From Risky to Ready: Capital Project Planning using Agile Product Definition

By Josh Cushner, Founder and CEO, Duplex Loop Summer 2025

Executive Summary

Capital projects consistently face delays, cost overruns, and stakeholder frustration—not due to poor execution, but because of poor definition. While delivery capabilities have advanced dramatically through massive investments in technology, the earliest project phase—definition—remains ad hoc, underpowered, and misaligned with business value.

This paper makes the case for a fundamental shift: adopting a structured, agile-inspired approach to the definition phase of capital projects. By doing so, we empower expert teams to clarify what should be built and why—before committing significant resources.
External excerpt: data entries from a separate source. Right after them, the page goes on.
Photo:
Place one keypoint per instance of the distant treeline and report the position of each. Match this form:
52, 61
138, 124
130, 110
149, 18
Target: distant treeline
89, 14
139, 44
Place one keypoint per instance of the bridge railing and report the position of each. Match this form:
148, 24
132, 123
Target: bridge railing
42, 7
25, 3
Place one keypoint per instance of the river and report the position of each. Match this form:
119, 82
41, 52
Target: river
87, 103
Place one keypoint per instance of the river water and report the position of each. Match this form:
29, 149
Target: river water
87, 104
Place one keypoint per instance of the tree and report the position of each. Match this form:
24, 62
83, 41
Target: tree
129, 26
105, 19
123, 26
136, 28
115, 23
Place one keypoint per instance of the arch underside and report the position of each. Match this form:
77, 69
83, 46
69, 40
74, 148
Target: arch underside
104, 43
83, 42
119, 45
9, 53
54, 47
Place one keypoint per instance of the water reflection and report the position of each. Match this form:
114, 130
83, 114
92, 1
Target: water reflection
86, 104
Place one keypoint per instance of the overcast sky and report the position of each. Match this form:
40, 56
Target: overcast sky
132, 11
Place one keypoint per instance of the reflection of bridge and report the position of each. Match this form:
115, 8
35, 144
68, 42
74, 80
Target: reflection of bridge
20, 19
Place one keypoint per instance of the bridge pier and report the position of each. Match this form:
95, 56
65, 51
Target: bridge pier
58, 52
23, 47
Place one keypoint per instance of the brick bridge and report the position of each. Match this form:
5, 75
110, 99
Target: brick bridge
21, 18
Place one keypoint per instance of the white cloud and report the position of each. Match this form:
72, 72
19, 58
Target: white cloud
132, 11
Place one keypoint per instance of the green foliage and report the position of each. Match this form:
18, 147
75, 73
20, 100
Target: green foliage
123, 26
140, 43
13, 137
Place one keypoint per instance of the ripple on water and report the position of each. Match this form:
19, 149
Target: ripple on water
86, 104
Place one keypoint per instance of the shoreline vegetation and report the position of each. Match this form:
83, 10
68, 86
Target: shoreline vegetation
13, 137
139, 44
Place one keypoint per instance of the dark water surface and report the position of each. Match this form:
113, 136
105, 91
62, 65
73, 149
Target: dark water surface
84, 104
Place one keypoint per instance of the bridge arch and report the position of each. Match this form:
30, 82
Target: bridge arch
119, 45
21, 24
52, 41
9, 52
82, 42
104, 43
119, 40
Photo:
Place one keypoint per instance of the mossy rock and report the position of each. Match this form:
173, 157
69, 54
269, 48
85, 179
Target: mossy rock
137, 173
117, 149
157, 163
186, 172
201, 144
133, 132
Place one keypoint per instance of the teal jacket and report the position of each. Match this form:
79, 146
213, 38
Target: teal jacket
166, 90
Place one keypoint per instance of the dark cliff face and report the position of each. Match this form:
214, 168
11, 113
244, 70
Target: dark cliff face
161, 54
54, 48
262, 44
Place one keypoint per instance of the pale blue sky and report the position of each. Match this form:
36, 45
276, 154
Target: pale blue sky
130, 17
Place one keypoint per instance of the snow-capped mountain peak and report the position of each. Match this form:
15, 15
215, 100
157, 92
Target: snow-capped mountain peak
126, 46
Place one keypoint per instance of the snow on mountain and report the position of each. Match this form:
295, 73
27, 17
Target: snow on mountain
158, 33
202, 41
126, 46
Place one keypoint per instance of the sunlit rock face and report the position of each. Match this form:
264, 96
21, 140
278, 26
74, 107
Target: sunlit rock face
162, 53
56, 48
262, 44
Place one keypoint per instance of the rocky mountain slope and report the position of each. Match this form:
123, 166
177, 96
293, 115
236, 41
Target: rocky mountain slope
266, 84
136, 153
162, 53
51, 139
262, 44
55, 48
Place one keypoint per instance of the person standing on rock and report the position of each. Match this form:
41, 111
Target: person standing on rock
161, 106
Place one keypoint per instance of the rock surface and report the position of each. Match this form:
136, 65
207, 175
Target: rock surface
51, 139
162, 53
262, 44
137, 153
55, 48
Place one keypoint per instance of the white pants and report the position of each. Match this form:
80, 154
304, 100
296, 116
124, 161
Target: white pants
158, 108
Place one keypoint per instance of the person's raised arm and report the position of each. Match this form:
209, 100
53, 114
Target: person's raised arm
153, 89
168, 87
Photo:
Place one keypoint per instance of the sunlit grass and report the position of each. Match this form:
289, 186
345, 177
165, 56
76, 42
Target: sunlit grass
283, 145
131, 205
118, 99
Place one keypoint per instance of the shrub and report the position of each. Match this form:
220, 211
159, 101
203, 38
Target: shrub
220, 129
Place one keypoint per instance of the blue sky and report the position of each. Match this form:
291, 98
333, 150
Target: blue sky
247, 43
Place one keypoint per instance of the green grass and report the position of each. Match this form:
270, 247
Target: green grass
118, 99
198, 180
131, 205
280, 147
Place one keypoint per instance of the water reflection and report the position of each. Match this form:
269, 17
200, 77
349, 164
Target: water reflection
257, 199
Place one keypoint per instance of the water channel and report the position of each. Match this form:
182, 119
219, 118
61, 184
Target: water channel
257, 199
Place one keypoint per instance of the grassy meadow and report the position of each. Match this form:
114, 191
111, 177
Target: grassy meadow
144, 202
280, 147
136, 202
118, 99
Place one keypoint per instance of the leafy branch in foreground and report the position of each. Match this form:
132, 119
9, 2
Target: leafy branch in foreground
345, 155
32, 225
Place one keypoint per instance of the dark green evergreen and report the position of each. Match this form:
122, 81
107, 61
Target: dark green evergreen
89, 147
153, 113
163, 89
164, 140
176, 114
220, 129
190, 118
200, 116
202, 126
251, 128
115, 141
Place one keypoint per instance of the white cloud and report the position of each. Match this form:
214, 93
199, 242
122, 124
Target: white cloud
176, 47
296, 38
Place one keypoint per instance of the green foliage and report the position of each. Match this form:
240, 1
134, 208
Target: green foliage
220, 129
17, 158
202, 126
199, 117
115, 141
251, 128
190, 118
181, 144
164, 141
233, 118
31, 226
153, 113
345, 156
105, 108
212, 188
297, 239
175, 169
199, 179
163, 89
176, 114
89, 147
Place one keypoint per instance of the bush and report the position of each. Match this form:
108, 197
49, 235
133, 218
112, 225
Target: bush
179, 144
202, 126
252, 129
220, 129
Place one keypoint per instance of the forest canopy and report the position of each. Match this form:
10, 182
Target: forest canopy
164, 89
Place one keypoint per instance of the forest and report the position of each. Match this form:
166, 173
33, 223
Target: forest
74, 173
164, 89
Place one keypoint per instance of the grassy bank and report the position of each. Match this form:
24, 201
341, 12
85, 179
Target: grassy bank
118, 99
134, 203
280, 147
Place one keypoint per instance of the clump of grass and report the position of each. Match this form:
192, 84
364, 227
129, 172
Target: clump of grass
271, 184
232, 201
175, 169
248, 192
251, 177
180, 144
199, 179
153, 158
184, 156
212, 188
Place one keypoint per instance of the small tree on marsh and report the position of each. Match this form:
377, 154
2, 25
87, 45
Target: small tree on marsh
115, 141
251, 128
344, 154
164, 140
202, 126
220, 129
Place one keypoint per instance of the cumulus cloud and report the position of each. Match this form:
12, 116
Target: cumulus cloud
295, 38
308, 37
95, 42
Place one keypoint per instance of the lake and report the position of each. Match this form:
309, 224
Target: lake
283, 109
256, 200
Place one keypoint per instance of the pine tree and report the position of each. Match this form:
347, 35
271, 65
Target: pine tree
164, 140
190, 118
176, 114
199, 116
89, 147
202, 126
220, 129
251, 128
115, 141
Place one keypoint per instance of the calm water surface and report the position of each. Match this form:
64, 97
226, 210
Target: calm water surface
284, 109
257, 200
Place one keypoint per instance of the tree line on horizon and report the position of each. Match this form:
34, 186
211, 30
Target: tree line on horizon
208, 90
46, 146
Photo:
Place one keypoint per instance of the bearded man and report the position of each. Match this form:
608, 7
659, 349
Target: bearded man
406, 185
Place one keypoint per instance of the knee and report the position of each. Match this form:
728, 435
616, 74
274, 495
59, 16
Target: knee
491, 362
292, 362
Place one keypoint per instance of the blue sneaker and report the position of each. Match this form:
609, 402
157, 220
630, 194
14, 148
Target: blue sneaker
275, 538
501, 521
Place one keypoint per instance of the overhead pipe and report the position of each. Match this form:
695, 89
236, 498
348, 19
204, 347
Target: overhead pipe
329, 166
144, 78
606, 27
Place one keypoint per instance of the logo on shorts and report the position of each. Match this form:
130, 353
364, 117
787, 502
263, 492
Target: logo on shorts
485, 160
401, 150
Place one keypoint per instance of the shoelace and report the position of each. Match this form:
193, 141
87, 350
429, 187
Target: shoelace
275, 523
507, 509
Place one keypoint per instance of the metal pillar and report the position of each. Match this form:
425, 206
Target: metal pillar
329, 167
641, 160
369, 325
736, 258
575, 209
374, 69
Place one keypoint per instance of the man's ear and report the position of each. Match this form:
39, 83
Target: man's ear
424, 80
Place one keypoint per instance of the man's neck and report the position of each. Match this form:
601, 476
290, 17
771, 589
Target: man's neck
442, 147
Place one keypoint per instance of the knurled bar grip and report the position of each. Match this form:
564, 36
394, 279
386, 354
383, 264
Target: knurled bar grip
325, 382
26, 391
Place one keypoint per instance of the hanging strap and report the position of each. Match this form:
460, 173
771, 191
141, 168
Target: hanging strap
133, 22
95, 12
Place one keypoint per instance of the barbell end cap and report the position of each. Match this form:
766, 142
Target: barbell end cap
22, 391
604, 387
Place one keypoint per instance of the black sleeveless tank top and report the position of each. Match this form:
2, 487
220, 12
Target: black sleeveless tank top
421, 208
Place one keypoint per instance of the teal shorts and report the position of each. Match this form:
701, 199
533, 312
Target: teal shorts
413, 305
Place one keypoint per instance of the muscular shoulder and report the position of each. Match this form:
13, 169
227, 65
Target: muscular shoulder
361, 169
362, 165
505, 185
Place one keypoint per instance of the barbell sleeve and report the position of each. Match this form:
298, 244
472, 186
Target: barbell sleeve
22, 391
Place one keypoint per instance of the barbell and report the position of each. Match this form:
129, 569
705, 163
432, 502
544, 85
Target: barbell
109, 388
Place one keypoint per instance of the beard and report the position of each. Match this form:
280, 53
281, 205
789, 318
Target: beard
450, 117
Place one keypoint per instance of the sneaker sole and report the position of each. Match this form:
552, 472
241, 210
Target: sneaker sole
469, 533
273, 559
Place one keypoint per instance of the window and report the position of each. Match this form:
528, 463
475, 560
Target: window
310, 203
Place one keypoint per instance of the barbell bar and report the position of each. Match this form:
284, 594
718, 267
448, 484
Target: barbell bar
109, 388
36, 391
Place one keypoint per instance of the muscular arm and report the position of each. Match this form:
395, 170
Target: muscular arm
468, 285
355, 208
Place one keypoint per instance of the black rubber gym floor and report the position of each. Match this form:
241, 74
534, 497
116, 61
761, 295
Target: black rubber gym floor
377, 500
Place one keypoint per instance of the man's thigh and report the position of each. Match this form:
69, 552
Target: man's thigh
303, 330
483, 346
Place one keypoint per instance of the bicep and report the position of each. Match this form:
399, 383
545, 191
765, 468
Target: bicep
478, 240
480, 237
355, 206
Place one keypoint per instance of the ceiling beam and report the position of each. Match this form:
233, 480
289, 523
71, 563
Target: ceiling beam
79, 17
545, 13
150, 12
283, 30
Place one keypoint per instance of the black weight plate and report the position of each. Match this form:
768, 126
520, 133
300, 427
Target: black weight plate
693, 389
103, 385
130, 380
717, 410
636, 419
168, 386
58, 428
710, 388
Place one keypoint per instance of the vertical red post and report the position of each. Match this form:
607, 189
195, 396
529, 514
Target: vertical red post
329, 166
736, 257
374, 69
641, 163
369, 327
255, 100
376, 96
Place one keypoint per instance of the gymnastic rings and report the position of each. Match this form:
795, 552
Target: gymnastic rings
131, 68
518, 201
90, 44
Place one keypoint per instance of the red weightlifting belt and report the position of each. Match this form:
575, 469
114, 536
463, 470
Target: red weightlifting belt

This transition mirrors successful practices from the software, aerospace, and consumer-facing industries, where product development teams ensure customer needs are met before production begins. It is time the built environment followed suit, unlocking pent-up demand for business model innovation in capital project delivery.

The Hidden Risk: Poor Definition at the Start

In any capital project, there are two distinct phases:

1. Definition – identifying what should be built among all possible options
2. Delivery – building the defined solution efficiently and predictably

The trouble is, while delivery processes are well-supported by project management systems, contracting structures, and digital coordination tools, the definition phase lacks structure. It’s fragmented, intuitive, and often treated as an administrative precursor to 'real' work. It is considered just "concepts" or "pre-construction".

This results in a dangerous pattern: teams discover definition problems only after delivery begins. These are the most expensive and intractable problems to solve—causing blame, rework, delays, and waste. Plus it is impractical to build more quality into a project once delivery is underway, so opportunities for flexibility, optionality or better outcomes are lost.

The solution is clear: bring rigor and innovation to the definition phase, using proven methods from product development.

Borrowing from Product Development: Agile in the Small Room

Industries like aerospace and tech already solve this problem. Before a rocket is built, teams identify who will use it, how it must perform, and what constraints matter most. Before a new battery goes to market, developers study the customers—whether they're powering planes or phones—and iterate through prototyping and testing until they meet real-world needs.

Buildings are no different. A building is a product with a customer—the business or institution that will use it. Yet, we rarely treat it as such. We push ahead with design based on incomplete assumptions, without testing whether the emerging solution truly supports the business case, or if the team is correctly aligned to build it.

Agile-inspired product development provides the missing structure. It focuses small, expert teams on gaining clarity through iteration and direct feedback with users. By working with real acceptance criteria—measurable success metrics aligned with business goals—teams can test ideas and eliminate uncertainty before major commitments are made.

This is the work of the “small room”: a cross-functional, expert team representing end-to-end partners and focused on answering the most critical definition questions before delivery begins.

The Future of Capital Projects: Two Integrated Rooms

The Small Room is where high-leverage thinking happens:
- Strategic questions are answered.
- Prototypes and models are tested with real users.
- Trade-offs between cost, speed, quality, and scalability are explored.
- The team works until it has the confidence to write the “big check.”

The Big Room—one day to be digitized with AI control towers, model-based coordination, and efficient workflows—executes the product defined by the small room:
- It breaks the scope into modular deliverables, with control of the interfaces.
- It optimizes sequencing for cost, efficiency, and speed.
- It adapts to variation without losing sight of core product goals through fast feed-back loops with the Small Room team.

When both rooms share a common digital thread—twin models, shared criteria, synchronized timelines—they become a continuous value stream. The big room no longer compensates for poor upstream decisions. Instead, it becomes a production system that scales a well-defined product.

What’s Needed to Make the Shift

This new model requires:
- Retraining in customer-centric product-thinking methods for early-stage project leaders.
- A mindset shift from control and compliance to iteration and inquiry in the pre-construction phase.
- New services that formalize and scale “project definition” as a specialty.

And most importantly, a new governance model under the Owner's business process that bridges the small room (driven by the Owner) and big room (driven by the build team) to create more valuable products through a better production system.

Building this capability requires partnerships across the capital project ecosystem to coalesce a new standard for early-stage project planning. We believe this is how capital projects will evolve:

From assumption to investigation. From guesswork to feedback. From risky to ready.

Conclusion

By investing in the definition phase with the same intensity we’ve applied to delivery, the industry project teams can finally begin to create projects that are:

- Better aligned with business needs.
- More predictable in cost and schedule.
- Easier to deliver with autonomous, modular teams and new AI-enabled turnkey products / services.

This is a proven approach from other industries— which needs to now be translated into a model for the built environment. Forward-thinking businesses are already putting this into practice. Its time that the architecture, engineering, construction, PM and operations professionals learn to adapt and innovate for the future as well.